Its just a homer, they often get like that as the males get older.


----------



## junzuzu13 (May 17, 2011)

idont know if how are old is he
but is that true if the pigeon have big nose it has a strong homing instinc


----------



## John_D (Jan 24, 2002)

Unlikely. 

It's like Matt says, some get like that with age.
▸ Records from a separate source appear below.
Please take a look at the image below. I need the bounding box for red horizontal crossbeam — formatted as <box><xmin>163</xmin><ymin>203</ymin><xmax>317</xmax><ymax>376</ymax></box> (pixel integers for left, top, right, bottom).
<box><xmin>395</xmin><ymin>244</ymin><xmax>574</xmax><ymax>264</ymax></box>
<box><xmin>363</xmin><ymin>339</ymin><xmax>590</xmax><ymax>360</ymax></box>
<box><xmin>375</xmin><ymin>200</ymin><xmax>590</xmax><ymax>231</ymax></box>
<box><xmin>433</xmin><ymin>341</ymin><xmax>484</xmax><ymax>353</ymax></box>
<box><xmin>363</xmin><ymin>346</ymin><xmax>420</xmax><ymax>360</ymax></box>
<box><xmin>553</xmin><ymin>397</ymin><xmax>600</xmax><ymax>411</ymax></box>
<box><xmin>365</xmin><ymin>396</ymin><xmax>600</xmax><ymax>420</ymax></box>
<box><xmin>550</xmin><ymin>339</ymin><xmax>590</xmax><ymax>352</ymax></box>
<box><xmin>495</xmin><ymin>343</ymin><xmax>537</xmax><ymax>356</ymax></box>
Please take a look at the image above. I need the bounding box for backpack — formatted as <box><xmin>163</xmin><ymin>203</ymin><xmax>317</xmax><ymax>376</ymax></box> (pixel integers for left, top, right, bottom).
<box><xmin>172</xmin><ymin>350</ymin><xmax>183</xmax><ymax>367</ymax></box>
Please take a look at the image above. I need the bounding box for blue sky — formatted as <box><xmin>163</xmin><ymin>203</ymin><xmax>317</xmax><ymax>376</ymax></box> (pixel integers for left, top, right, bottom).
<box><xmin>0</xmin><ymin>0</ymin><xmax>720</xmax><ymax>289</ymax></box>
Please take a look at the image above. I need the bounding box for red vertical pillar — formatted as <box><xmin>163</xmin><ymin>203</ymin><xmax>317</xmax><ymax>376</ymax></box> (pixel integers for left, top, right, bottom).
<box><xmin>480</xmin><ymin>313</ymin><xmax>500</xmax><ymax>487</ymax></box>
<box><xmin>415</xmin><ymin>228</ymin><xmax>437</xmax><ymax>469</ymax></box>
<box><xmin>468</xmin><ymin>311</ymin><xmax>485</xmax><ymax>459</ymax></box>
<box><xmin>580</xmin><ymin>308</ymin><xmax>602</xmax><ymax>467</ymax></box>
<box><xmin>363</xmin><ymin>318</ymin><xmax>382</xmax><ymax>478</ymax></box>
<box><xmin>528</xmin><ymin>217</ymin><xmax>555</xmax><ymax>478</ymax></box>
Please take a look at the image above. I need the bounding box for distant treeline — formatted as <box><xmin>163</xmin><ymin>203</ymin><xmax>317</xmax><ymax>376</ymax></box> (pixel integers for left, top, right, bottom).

Two of our rescue pigeons who are male homers with very big 'noses' came to us because they got lost (one flew in the opposite direction to 'home'), and were not good homers


----------



## jpsnapdy (Apr 4, 2010)

John_D said:


> Unlikely.
> 
> It's like Matt says, some get like that with age.
> 
> Two of our rescue pigeons who are male homers with very big 'noses' came to us because they got lost (one flew in the opposite direction to 'home'), and were not good homers


Yeah. Who nose?


----------



## John_D (Jan 24, 2002)

jpsnapdy said:


> Yeah. Who nose?


 

Good thinkin'


----------



## re lee (Jan 4, 2003)

Wattles and eye ceres are larger on some strains of homers. And then age has something to do with it also. Remember the old line crosses that the racing homer developed from It is nothing to worry about. Do you know it strain line back ground and i see its banded what year was it banded


----------



## MaryOfExeter (Sep 30, 2007)

Yes, that is a racing pigeon. Cere size has nothing to do with homing ability.


----------



## spirit wings (Mar 29, 2008)

personally I like the ones who have the large ceres/wattles like puffcorn..which is a good description..lol..


----------



## soymi69 (Nov 12, 2007)

That is a typical size cere for a homing pigeon, specially cock, I've seen bigger specially the imported one, the size of the cere has nothing to do with the racing ability of the bird, check the band for the age of your bird it should be there usually the last 2 digit of the year.


----------



## junzuzu13 (May 17, 2011)

my pigeon dont have a ring band

but when i test him 10km away from home he fly to the cage
not too much fast but it seems fast


----------